What are we to do? "But God, being rich in mercy, because of the great love with which he loved us, even when we were dead in our trespasses, made us alive together with Christ—by grace you have been saved" (Eph 2.4-5; cf Col 2.13). It is God who makes us alive, entirely by his own decision and calling, for dead men cannot resuscitate themselves. Praise the Son, because he is the only one who can set us free from sin and death (John 8.36; Rom 7.24 - 8:4)!
[Dig deeper: Ezekiel 37.1-14; The Bondage of the Will, Martin Luther; The Bondage and Liberation of the Will, John Calvin; The Freedom of the Will, Jonathan Edwards; The Canons of Dordt]
1 comment:
Drew,
Hi, found your blog through comments on friends of friends of friends blogs and found my way to this posting. I wanted to point out a couple scriptures that I think are worth taking a look at, but want to first preface this by saying that my comments are not meant to be rude but are because of the love of Christ.
The first is regarding the comments about being 'dead in sin'. I think this scripture clarifies what it means to be dead in sin:
What fruit had ye then in those things whereof ye are now ashamed? for the end of those things is death. But now being made free from sin, and become servants to God, ye have your fruit unto holiness, and the end everlasting life. For the wages of sin is death; but the gift of God is eternal life through Jesus Christ our Lord.
Romans 6:21-23
Being dead in sin here is directly contrasted with eternal life, not so much being physically dead as: Not wheezing or weak, not feeble and maimed, but stone-cold dead. Our bodies have grown cold, our skin is ashen and waxy, and our joints have gone stiff
I also think you may contradict yourself in the following:
Indeed, Scripture says there is a condition that must be met for salvation: belief in the gospel.
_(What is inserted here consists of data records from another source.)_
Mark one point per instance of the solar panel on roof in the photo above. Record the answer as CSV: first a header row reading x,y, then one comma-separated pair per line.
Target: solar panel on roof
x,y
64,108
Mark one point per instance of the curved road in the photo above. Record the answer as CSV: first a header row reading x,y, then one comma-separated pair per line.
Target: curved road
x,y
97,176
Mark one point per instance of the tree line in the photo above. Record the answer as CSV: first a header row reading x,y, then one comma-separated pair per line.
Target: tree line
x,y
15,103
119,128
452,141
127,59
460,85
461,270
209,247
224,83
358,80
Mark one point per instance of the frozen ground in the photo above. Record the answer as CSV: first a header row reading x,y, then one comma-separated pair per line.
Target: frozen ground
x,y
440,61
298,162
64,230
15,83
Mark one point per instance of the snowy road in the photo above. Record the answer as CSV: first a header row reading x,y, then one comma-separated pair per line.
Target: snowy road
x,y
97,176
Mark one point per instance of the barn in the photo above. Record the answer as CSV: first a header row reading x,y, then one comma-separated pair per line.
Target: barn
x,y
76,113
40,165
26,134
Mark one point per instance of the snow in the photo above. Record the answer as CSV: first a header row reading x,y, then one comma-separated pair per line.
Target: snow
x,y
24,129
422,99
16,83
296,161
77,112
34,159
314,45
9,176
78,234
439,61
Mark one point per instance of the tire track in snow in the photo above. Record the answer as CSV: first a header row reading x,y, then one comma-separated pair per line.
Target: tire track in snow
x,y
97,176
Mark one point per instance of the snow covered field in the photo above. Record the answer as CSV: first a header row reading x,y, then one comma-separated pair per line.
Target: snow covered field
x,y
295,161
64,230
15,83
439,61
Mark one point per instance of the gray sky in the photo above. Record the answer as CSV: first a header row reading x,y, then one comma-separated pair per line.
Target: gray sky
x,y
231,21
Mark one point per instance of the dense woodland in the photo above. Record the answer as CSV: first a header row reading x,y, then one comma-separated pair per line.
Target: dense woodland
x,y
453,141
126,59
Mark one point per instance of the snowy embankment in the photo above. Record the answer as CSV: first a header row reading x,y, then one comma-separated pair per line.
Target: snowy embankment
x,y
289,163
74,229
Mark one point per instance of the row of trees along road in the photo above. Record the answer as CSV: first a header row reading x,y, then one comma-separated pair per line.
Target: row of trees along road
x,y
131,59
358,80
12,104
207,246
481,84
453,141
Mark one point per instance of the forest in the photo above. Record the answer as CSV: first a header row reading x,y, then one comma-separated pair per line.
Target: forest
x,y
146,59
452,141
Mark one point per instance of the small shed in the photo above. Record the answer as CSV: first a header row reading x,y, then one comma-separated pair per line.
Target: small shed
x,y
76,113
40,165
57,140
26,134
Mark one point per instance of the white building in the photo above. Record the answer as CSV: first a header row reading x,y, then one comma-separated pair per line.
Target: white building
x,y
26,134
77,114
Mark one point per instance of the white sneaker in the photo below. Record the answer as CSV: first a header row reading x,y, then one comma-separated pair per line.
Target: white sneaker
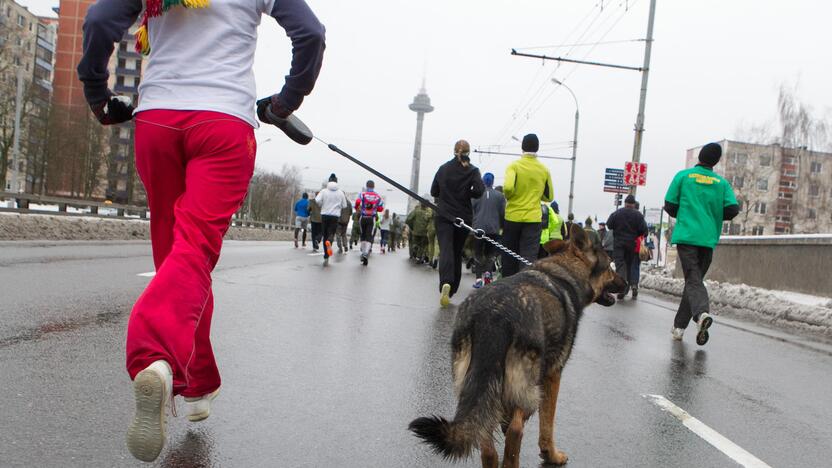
x,y
199,408
678,333
152,389
445,296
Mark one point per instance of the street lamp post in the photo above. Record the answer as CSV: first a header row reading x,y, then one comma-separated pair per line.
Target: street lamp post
x,y
574,145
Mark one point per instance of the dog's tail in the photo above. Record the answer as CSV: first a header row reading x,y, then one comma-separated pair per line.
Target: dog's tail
x,y
479,410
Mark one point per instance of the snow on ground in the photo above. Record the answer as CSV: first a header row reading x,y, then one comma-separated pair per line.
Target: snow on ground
x,y
798,312
14,226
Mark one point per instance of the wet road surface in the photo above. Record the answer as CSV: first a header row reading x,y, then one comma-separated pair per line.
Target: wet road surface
x,y
327,366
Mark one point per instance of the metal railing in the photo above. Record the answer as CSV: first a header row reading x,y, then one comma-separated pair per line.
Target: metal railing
x,y
61,206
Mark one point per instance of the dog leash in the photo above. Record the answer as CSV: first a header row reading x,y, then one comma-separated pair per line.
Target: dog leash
x,y
458,222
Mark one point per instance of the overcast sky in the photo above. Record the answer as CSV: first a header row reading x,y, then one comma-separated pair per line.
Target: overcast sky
x,y
716,66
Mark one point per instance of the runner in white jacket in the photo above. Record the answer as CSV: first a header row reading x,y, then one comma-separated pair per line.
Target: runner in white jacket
x,y
332,200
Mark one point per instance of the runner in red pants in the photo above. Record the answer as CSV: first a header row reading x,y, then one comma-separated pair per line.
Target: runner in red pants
x,y
195,152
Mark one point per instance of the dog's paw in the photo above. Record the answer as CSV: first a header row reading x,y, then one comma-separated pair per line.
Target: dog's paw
x,y
555,457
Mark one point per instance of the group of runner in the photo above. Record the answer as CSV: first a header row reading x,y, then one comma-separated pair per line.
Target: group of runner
x,y
328,214
195,151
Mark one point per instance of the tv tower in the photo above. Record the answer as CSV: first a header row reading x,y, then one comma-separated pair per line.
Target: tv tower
x,y
421,106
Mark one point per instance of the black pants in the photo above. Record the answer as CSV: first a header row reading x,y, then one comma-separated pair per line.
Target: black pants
x,y
522,238
484,254
451,242
695,263
329,225
341,237
367,224
317,233
626,259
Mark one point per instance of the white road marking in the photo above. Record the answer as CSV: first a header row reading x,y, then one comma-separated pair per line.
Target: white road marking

Perhaps the most obvious thing pertaining to our utter inability to know God and believe in him is that Paul twice (2.1,5) says that we are dead in our sins.
Hebrews 4:2-3 says it better than I could:
For unto us was the gospel preached, as well as unto them: but the word preached did not profit them, not being mixed with faith in them that heard it. For we which have believed do enter into rest, as he said, As I have sworn in my wrath, if they shall enter into my rest: although the works were finished from the foundation of the world.
and also Romans 3:23-26
For all have sinned, and come short of the glory of God; Being justified freely by his grace through the redemption that is in Christ Jesus: Whom God hath set forth to be a propitiation through faith in his blood, to declare his righteousness for the remission of sins that are past, through the forbearance of God; To declare, I say, at this time his righteousness: that he might be just, and the justifier of him which believeth in Jesus.
Christ justifies the believer, if we were unable to believe than salvation would be a free gift that we are not able to accept. Christ is the only one that can set us free, and it's not by the law of works but by the law of faith.